In 1924, Charles E. Toberman acquired the property. He kept the Outpost name and developed the property as one of several 1920s Hollywood luxury residential neighborhoods. The area became known as an affluent area with many rich and famous residents. "Homes had to be designed in Spanish, Mediterranean or California modern style, have red tile roofs, plenty of patios for "outdoor living," and be approved by architectural committee before being built." Most of the original houses have been preserved, and Lower Outpost looks much like it did in the 1920s.

In the 1920s, in the hills above the development, a large sign spelled out "Outpost" in red neon letters 30 feet high. It was intended to compete with the Hollywoodland sign, (which later became the Hollywood sign). At the time, it was the largest neon sign in the United States. The Outpost sign was dismantled during World War II, and the wreckage of the sign was left in place, buried in the weeds. Even the original foundation and electrical junction boxes survived. The twisted remains were identified by hikers in 2002.

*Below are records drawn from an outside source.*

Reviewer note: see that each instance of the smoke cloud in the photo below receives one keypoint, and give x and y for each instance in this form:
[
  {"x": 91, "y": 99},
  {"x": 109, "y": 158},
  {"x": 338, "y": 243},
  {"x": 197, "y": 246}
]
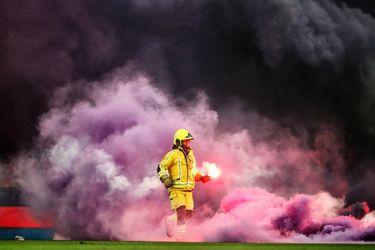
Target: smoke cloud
[
  {"x": 279, "y": 94},
  {"x": 97, "y": 174}
]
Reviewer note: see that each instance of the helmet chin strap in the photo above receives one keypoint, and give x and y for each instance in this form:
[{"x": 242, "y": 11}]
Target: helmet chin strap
[{"x": 186, "y": 149}]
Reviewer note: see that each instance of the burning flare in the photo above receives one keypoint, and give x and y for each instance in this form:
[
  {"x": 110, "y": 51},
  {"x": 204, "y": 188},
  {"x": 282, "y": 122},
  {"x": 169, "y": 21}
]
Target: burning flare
[{"x": 212, "y": 170}]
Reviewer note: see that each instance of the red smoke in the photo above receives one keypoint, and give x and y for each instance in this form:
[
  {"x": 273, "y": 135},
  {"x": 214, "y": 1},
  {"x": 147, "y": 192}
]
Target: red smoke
[{"x": 97, "y": 172}]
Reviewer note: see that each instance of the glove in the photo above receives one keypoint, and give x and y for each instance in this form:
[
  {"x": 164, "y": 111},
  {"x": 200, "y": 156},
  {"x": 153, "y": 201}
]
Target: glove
[
  {"x": 205, "y": 178},
  {"x": 167, "y": 181}
]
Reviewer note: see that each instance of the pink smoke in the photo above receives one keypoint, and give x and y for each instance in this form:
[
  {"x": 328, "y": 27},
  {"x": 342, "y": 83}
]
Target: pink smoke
[{"x": 97, "y": 171}]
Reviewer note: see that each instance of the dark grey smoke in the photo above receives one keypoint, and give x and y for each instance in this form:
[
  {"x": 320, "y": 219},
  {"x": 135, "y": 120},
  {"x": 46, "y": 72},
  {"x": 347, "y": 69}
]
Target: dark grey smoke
[{"x": 300, "y": 63}]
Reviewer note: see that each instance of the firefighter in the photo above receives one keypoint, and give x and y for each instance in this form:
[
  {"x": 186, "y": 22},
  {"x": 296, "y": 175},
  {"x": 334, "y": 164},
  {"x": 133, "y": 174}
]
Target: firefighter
[{"x": 178, "y": 172}]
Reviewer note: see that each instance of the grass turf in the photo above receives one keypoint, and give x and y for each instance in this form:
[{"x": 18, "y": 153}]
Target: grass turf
[{"x": 112, "y": 245}]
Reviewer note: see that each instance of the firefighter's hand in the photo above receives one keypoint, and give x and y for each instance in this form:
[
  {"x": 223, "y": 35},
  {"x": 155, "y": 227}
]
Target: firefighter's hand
[
  {"x": 167, "y": 181},
  {"x": 205, "y": 178}
]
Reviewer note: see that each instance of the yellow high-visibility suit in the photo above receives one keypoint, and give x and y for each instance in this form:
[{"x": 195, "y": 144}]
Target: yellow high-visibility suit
[{"x": 181, "y": 167}]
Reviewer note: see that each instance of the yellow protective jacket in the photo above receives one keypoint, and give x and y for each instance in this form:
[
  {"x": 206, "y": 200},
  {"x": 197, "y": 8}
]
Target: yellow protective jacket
[{"x": 180, "y": 167}]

In 1967, a homeowners association was formed to combat what residents considered to be inappropriate development. In the 1980s, the group helped to prevent the development of Runyon Canyon.

The Outpost Estates development was one of the first neighborhoods in the country to offer all-underground utilities.

The neighborhood is featured in Episode 14018 of California's Gold with Huell Howser.

==Education==
Residents are zoned to three elementary schools, depending upon address: Gardner Street Elementary School, Selma Elementary School, and Valley View Elementary School. All residents are zoned to Bancroft Middle School and Hollywood High School.